Getting iEmpowered: Youth learn life, leadership skills


Clad in yellow shirts, sisters (standing l-r) Tamika McElveen, Ashley Mitchell and Yolanda Brickhouse help students (l-r) Saniyah Griffin, Camora Fleming and Chayla Williams work on affirmation boards during the first-ever iEmpower Youth Leadership Conference at Museum of the Albemarle on Monday. The three sisters organized the conference for youth in grades 5-10 that focused on topics that included team-building, personal goal-setting and financial literacy.


By Reggie Ponder
Staff Writer

Saturday, July 13, 2019

Thanks to three sisters, about 65 area youngsters got to learn this week about the importance of team-building, setting goals and treating others with respect.

The youth in grades 5-10 participated in the first-ever iEmpower Youth Leadership Conference, a week-long event at Museum of The Albemarle.
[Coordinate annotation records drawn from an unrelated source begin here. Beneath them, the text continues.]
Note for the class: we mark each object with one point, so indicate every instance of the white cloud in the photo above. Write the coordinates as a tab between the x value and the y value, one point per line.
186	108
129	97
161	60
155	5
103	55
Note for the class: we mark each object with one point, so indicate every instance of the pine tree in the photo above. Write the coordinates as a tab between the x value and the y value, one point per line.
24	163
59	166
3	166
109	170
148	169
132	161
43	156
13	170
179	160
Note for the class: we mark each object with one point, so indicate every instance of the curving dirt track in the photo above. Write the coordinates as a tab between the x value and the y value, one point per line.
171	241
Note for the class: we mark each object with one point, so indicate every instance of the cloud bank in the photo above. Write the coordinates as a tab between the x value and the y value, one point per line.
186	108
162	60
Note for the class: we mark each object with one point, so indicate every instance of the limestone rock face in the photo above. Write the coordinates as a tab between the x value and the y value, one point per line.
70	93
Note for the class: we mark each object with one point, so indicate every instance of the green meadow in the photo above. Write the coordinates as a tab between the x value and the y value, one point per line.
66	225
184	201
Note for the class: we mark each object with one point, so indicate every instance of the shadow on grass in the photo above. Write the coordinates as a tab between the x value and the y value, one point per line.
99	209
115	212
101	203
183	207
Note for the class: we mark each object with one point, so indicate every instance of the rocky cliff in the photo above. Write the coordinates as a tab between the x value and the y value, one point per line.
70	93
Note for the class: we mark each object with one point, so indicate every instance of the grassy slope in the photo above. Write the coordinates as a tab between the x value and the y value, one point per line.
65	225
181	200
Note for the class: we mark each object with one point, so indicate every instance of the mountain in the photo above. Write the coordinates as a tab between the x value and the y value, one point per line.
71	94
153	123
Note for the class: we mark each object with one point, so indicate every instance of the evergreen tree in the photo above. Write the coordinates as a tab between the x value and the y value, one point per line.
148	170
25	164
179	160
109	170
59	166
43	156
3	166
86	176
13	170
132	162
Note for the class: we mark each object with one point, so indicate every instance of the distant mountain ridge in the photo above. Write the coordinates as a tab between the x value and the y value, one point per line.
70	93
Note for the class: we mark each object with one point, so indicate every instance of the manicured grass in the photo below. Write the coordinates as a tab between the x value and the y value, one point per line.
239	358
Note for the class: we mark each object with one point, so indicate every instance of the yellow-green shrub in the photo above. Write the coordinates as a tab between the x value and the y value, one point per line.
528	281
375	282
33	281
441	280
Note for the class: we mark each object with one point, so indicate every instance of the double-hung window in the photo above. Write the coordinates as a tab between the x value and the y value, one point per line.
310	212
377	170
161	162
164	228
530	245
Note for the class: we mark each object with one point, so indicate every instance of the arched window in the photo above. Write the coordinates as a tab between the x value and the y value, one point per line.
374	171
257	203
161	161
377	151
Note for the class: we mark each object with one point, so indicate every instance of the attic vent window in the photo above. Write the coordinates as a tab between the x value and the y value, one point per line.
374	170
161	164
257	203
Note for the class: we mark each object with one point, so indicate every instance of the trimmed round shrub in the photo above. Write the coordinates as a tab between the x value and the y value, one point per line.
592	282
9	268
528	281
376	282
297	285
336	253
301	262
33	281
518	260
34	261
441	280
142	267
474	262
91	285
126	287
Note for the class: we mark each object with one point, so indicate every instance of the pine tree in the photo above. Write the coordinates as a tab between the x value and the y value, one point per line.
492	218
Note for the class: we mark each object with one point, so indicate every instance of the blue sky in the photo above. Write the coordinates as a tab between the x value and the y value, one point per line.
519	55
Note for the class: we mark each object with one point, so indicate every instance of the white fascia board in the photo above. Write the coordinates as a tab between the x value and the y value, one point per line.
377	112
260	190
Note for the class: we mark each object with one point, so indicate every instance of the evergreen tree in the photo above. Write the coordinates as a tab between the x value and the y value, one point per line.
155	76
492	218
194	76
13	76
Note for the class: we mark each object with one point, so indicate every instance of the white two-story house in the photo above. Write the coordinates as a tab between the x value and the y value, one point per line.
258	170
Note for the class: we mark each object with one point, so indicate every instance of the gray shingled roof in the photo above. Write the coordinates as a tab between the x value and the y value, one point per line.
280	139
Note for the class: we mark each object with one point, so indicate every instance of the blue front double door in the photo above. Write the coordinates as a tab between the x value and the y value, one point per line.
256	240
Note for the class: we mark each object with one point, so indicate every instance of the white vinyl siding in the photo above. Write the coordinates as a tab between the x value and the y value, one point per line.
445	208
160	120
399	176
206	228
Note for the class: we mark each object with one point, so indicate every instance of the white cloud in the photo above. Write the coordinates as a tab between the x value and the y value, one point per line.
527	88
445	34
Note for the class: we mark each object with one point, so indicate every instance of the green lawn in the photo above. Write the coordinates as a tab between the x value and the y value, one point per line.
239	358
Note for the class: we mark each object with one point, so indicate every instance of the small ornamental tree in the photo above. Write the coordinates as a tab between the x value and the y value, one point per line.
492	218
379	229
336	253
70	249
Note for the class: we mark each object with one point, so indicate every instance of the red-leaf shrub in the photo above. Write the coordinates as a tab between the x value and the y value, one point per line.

The conference was planned and put on by three sisters — Ashley Mitchell, Yolanda Brickhouse and Tamika McElveen — who have incorporated iEmpower as a nonprofit. Mitchell is a law student at N.C. Central University, Brickhouse is an assistant principal at a school in Greenville and McElveen is a doctoral student in psychology at N.C. State University.

The sisters had the idea for the summer camp about a year ago.

McElveen said education is very much a family value in their family. Other than their family, another important influence she and her sisters had growing up was their church, Lamb’s Grove Missionary Baptist Church in Newland. McElveen explained that their extended family lives on Lamb’s Grove Road and attends the church.

“It has always been a tight-knit family,” she said.

The family helped raise money for the conference, which wrapped up on Friday. The nonprofit also got a community grant from the city of Elizabeth City and funding from PNC Bank. In addition, personnel from PNC Bank helped with a financial literacy workshop that was part of the conference.

Throughout the week there were sessions on goals, education, respect, financial literacy and other topics.

On Wednesday, District Court Judge Meader Harris spoke about identifying skills and finding a way to put those skills to use.

Thursday was “Know Your Options” Day, with the youth learning about options such as military service and colleges. Representatives from a number of colleges came for a college fair.

Friday morning, the youth listened to a panel of community leaders who talked about their own goals and how they have been able to accomplish them. The panelists included Pasquotank Sheriff Tommy Wooten, criminal defense attorney Johnnie L. Finch Jr., Elizabeth City-Pasquotank Parks and Recreation Director Dexter Harris, pastor Ronnie Riddick, Officer Dexter Green of the Elizabeth City Police Department, and Angie Wills of River City YouthBuild.

Wills said key words in her line of work are “respect” and “love.”

Finch spoke about the challenge of balancing work and family life.

Also on Friday, youth participated in community service projects at a nursing home, Museum of The Albemarle and Food Bank of the Albemarle.

Youth who participated said they enjoyed the week.

“I would like them to do it again,” said Iyanna Ferebee, 14, a rising freshman at Pasquotank County High School. “They need to do it the whole summer. It was fun.”

Tyselle Spencer, 14, also put in a plug for continuing the conference through the start of the school year next month.

“I would like them to do it the whole summer,” he said.

Mikylah Johnson, 13, a student at Elizabeth City Middle School, said the conference emphasized doing your best.

“I learned to be the best I can be, and try your best at anything,” Johnson said.

Johnson hopes to become a pediatrician or nurse.

Ferebee has her eye on becoming a cosmetologist but she’s also interested in attending N.C. State University.

“The college fair was the best,” Ferebee said, referring to the college event held Thursday.

Ferebee also said she might want to own her own business one day.

Spencer and 13-year-old Hunter Majavinos are athletics-minded and have goals of playing professional sports — Spencer in the NBA and Majavinos in the NFL.

Both have what they call “plan B,” though, with Spencer considering a career in law and Majavinos looking toward mechanical engineering.

They all said the conference was a good way to make new friends.

Spencer also said it was a way to get out of the house, which his grandmother had told him is important.

“She said I needed to get out of the house for a little bit because I played (video) games too much,” Spencer said.

Spencer said he enjoyed the conference, learning a lot about decision-making and how to think about his future.